So
Fox News decided to tackle the important topic of nudity in video games with a hard look at the new game Mass Effect. Of course...there is about as much nudity in Mass Effect as in Nip Tuck (side boob is the most you'll get). That didn't stop the eager Cooper Lawrence from joining in one the fun and claim that more boys play video games than their dads (actually incorrect since the majority of game players are my age). Neither she nor the host actually played the game.
Well...gamers don't like it when people talk about games they obviously haven't played. They hate it less when they outright lie about them. But they LOVE it when they find out the person who is doing the lieing is ALSO
trying to sell a book on Amazon. Here's
an exerpt of one of the 200+ comments that appeared since the Fox News interview.
How much will this book help you with coming to peace with overachieving? About as much as there is sex in mass effect. Which isn't much.
I'm pretty much an expert on sexy women books, I know all about them and my friend white-blonde-chick has done a survey with his peers and came to the conclusion that this book sucks. I'm sure you have some fine evidence to prove me otherwise, but unfortunately I'm going to stick to the facts and go with my friend white-blonde-chick. Oh yea did i mention I just got my masters in bullshet?

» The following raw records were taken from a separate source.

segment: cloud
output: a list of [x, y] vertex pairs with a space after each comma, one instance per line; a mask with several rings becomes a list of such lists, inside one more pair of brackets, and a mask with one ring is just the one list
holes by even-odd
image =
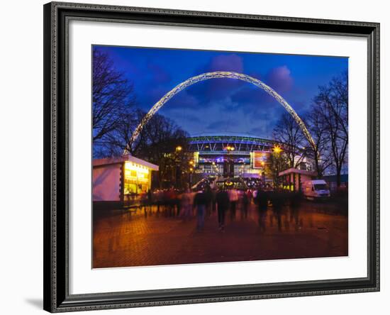
[[152, 81], [155, 84], [164, 84], [171, 81], [170, 74], [160, 65], [155, 63], [148, 63], [147, 68], [147, 71], [150, 72], [150, 75], [152, 78]]
[[[199, 68], [194, 75], [215, 71], [232, 71], [242, 73], [243, 69], [243, 61], [241, 57], [235, 54], [218, 55], [211, 58], [204, 67]], [[243, 82], [235, 79], [211, 79], [197, 83], [189, 87], [188, 90], [192, 95], [196, 95], [206, 100], [213, 100], [230, 94], [243, 84]]]
[[229, 126], [231, 126], [231, 121], [221, 119], [209, 123], [206, 128], [213, 132], [225, 131]]
[[266, 83], [280, 94], [291, 89], [294, 79], [290, 70], [284, 65], [272, 69], [267, 74]]

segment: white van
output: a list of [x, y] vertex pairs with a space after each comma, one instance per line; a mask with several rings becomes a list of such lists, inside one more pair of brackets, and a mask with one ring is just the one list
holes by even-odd
[[323, 179], [308, 180], [302, 183], [302, 192], [310, 200], [325, 199], [330, 197], [328, 184]]

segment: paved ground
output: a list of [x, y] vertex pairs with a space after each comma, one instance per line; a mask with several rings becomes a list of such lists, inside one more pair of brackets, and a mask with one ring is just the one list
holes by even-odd
[[302, 258], [348, 255], [346, 210], [335, 204], [304, 201], [279, 215], [262, 215], [252, 204], [245, 218], [226, 214], [224, 231], [216, 212], [197, 231], [194, 216], [147, 209], [106, 211], [94, 216], [95, 268], [197, 262]]

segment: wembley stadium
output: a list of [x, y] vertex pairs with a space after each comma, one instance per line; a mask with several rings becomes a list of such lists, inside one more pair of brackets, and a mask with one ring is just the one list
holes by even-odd
[[188, 138], [194, 154], [194, 172], [202, 177], [264, 179], [264, 167], [272, 152], [282, 143], [248, 134], [233, 133], [194, 135]]

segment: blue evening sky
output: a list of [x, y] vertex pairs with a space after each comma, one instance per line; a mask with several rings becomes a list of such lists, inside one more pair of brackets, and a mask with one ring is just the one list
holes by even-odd
[[[310, 109], [320, 85], [347, 70], [348, 58], [162, 48], [94, 46], [133, 82], [147, 111], [177, 84], [212, 71], [235, 71], [272, 87], [299, 115]], [[284, 111], [265, 92], [233, 79], [212, 79], [180, 92], [159, 113], [190, 135], [233, 132], [272, 138]]]

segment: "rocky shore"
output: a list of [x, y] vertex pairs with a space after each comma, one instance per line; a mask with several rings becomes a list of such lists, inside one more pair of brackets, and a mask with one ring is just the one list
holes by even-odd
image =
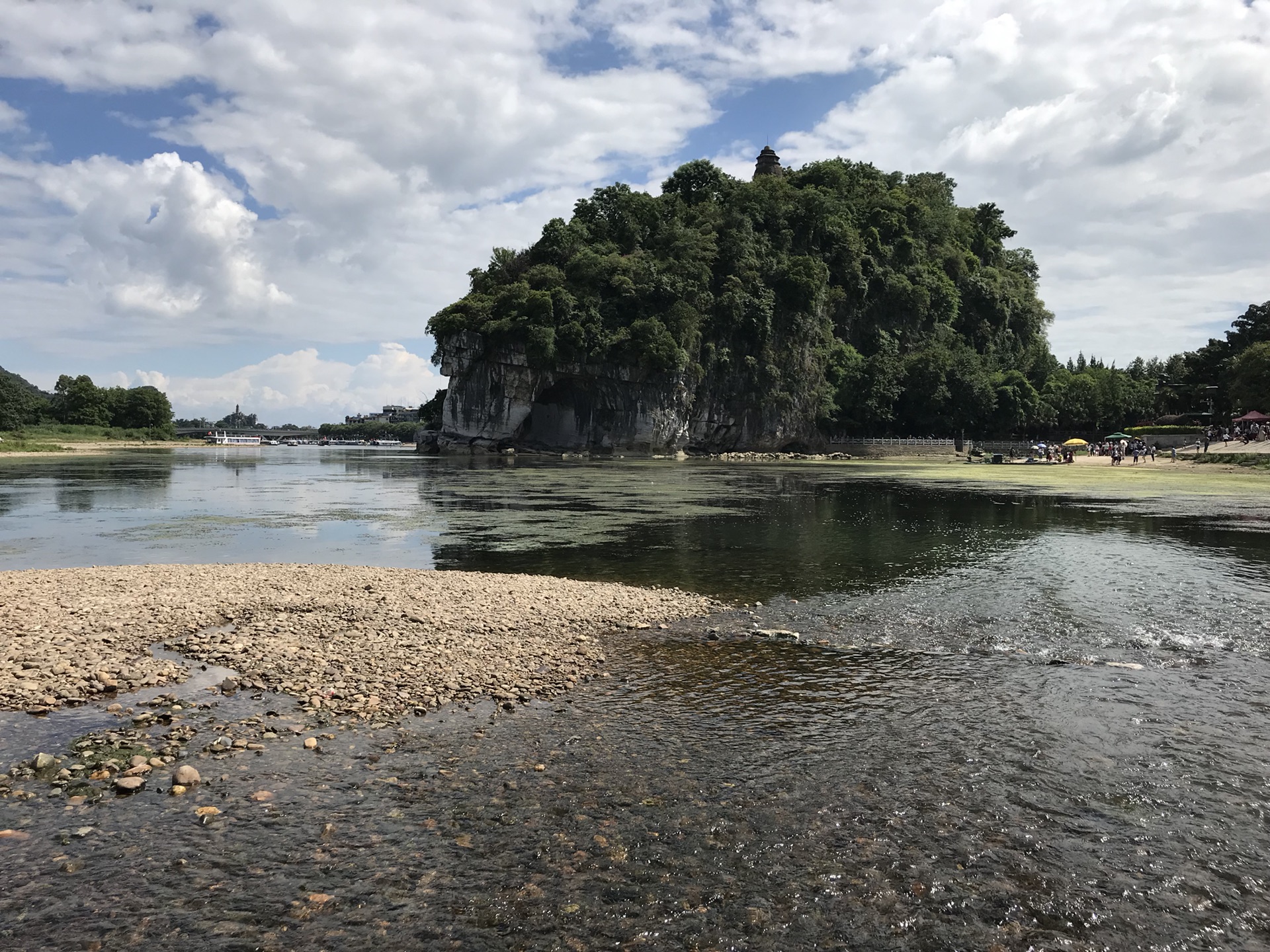
[[187, 668], [362, 720], [549, 697], [599, 673], [594, 637], [718, 608], [674, 589], [340, 565], [144, 565], [0, 572], [0, 710], [39, 713]]

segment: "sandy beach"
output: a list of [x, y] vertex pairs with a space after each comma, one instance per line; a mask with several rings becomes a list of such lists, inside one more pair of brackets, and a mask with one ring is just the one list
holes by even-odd
[[545, 697], [599, 671], [593, 638], [705, 614], [673, 589], [342, 565], [142, 565], [0, 572], [0, 710], [179, 684], [183, 656], [337, 715]]

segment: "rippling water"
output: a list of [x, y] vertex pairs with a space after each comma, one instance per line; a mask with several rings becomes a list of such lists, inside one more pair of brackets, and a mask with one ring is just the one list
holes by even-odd
[[[610, 677], [555, 703], [196, 760], [192, 797], [0, 800], [29, 834], [0, 839], [0, 946], [1270, 943], [1270, 536], [1246, 500], [279, 459], [10, 468], [0, 557], [551, 571], [738, 609], [615, 636]], [[207, 699], [199, 737], [298, 725], [274, 696]], [[6, 716], [0, 758], [109, 722]]]

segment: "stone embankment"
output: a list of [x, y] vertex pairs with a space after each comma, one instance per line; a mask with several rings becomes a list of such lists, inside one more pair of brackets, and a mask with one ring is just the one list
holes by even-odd
[[710, 453], [710, 459], [726, 462], [785, 461], [785, 459], [850, 459], [850, 453], [763, 453], [737, 451], [733, 453]]
[[244, 689], [385, 718], [551, 696], [598, 673], [594, 636], [706, 614], [674, 589], [339, 565], [144, 565], [0, 572], [0, 710], [177, 684], [156, 642]]

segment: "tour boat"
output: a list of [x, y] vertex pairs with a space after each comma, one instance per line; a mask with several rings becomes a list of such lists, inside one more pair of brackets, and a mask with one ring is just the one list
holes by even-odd
[[259, 437], [235, 437], [229, 433], [222, 433], [221, 430], [212, 430], [206, 437], [203, 437], [208, 443], [215, 443], [218, 447], [258, 447], [260, 446]]

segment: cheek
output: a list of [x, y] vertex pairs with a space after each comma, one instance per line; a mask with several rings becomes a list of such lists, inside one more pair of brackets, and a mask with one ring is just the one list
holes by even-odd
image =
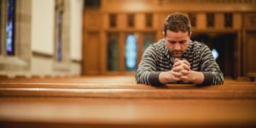
[[188, 49], [188, 47], [189, 47], [189, 44], [183, 44], [183, 45], [182, 46], [182, 48], [183, 48], [183, 50], [186, 50], [186, 49]]

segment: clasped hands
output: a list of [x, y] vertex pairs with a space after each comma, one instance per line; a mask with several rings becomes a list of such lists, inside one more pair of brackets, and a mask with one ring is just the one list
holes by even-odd
[[204, 74], [201, 72], [192, 71], [188, 61], [176, 58], [172, 69], [167, 72], [161, 72], [159, 79], [162, 84], [177, 81], [201, 84], [204, 81]]
[[169, 72], [171, 82], [184, 81], [192, 82], [193, 75], [190, 70], [190, 64], [186, 60], [174, 59], [172, 69]]

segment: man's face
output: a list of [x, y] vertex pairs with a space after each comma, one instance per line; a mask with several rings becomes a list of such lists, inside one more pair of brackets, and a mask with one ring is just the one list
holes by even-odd
[[188, 32], [166, 31], [166, 45], [174, 58], [181, 58], [188, 49], [189, 38]]

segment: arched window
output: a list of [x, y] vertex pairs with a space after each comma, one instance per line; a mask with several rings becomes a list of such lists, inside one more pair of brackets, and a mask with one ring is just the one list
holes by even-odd
[[15, 1], [7, 1], [6, 54], [15, 55]]
[[137, 70], [137, 38], [130, 34], [125, 41], [125, 69], [126, 71]]

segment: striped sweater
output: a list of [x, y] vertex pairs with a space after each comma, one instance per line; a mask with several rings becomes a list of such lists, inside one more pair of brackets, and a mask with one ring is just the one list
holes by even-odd
[[[148, 46], [143, 53], [137, 71], [137, 83], [161, 84], [159, 81], [159, 74], [160, 72], [172, 70], [174, 62], [171, 58], [172, 55], [166, 46], [165, 39], [160, 39], [158, 43]], [[187, 60], [190, 63], [191, 70], [201, 72], [204, 74], [205, 79], [202, 84], [222, 84], [224, 83], [223, 73], [213, 59], [210, 49], [204, 44], [190, 40], [181, 59]]]

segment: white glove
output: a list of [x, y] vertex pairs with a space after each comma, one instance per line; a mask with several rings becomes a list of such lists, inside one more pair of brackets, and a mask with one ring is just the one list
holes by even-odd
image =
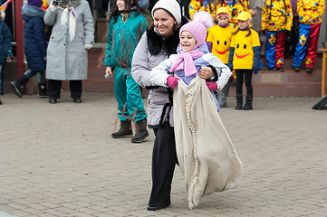
[[93, 45], [91, 45], [91, 44], [90, 44], [90, 43], [85, 43], [84, 44], [84, 49], [85, 50], [90, 50], [90, 49], [91, 49], [93, 47]]

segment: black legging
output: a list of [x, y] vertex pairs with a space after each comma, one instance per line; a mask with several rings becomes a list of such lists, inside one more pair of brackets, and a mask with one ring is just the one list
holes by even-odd
[[[60, 99], [62, 90], [62, 80], [48, 80], [48, 93], [49, 98]], [[69, 80], [69, 87], [71, 90], [71, 98], [81, 98], [82, 96], [82, 80]]]
[[171, 182], [175, 165], [178, 164], [176, 154], [174, 127], [168, 122], [158, 129], [152, 153], [152, 191], [149, 201], [150, 206], [161, 206], [170, 203]]
[[245, 80], [246, 95], [253, 96], [254, 89], [252, 87], [253, 70], [236, 70], [236, 95], [242, 95], [243, 83]]

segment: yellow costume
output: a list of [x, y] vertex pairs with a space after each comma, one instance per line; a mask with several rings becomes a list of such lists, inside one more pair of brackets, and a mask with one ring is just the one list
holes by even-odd
[[212, 42], [212, 53], [218, 57], [224, 64], [228, 64], [230, 43], [234, 28], [230, 25], [220, 27], [215, 25], [209, 29], [207, 41]]
[[293, 13], [290, 0], [266, 0], [262, 14], [262, 30], [291, 31]]
[[248, 31], [239, 31], [233, 35], [231, 47], [235, 48], [233, 56], [233, 69], [244, 70], [253, 69], [254, 47], [260, 47], [259, 34], [250, 29], [251, 34], [246, 37]]

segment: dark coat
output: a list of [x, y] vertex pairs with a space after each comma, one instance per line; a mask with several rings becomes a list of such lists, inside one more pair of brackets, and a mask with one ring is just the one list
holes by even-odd
[[24, 50], [27, 66], [32, 71], [44, 71], [46, 63], [46, 42], [43, 16], [41, 7], [24, 5], [22, 7], [24, 23]]
[[0, 64], [7, 59], [7, 52], [12, 42], [12, 33], [6, 24], [0, 21]]

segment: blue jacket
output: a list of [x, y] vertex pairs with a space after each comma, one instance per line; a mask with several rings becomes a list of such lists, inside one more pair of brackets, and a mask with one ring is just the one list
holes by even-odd
[[46, 64], [46, 42], [43, 16], [41, 7], [24, 5], [22, 7], [24, 23], [24, 50], [28, 68], [32, 71], [44, 71]]
[[0, 21], [0, 64], [5, 62], [12, 42], [12, 33], [6, 24]]

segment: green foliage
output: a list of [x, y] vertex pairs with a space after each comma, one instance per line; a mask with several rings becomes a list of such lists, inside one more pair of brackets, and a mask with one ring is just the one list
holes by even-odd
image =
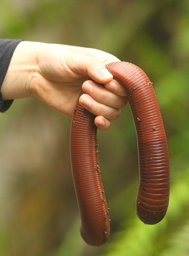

This book contains full frontal nudity on the cover!!!!, you can clearly see two naked woman arms and a woman face. Also the sex scenes are fully interactive IF YOU KNOW WHAT I MEAN HEH-HEH. This book plays out like a goosebumps novel for teenage girls so they can dream about sex before they even develop a brain, because teenagers don't have brains yet. Pretty sick, how can they even market this stuff? This book should have an adult only rating and you must be ID'd before you buy it, and if you try to buy it at borders they should yell at you because you might be buying it for your child. Because you never know. It could happen.
SPOILER ALERT****
This book contains full frontal nudity and will posses your children with evil Christian spirits if they read it aloud. Its the necronomicon but worse, its like...Chick-nomicon as the spirits will clearly cause you to grow the sexy figure thats on the book... mmm nice curves..
I pulled up to the house about 7 or 8 And I yelled to the cabbie 'Yo homes smell ya later' I looked at my kingdom I was finally there To sit on my throne as the Prince of Bel Air. Great song, too bad it doesn't appear in this book.
I rate this book 2 stars, one star because the fully interactive sex scene in the book and another so my post doesn't get deleted in the next '1 star sweep'.
****By the way, doesn't she just look like a piece of meat on the cover? What a Hypocrite.
Update: Amazon has been fast deleting most comments about Cooper Lawrences book, however they haven't yet decided
to remove user tagging. It is interesting for Cooper that when you
search Amazon's tagging (keywords users use to describe an item) for "ignorant" and "lies", Cooper's book is right at the top beating out
*3* Ann Coulter books. WTG Cooper Lawrence!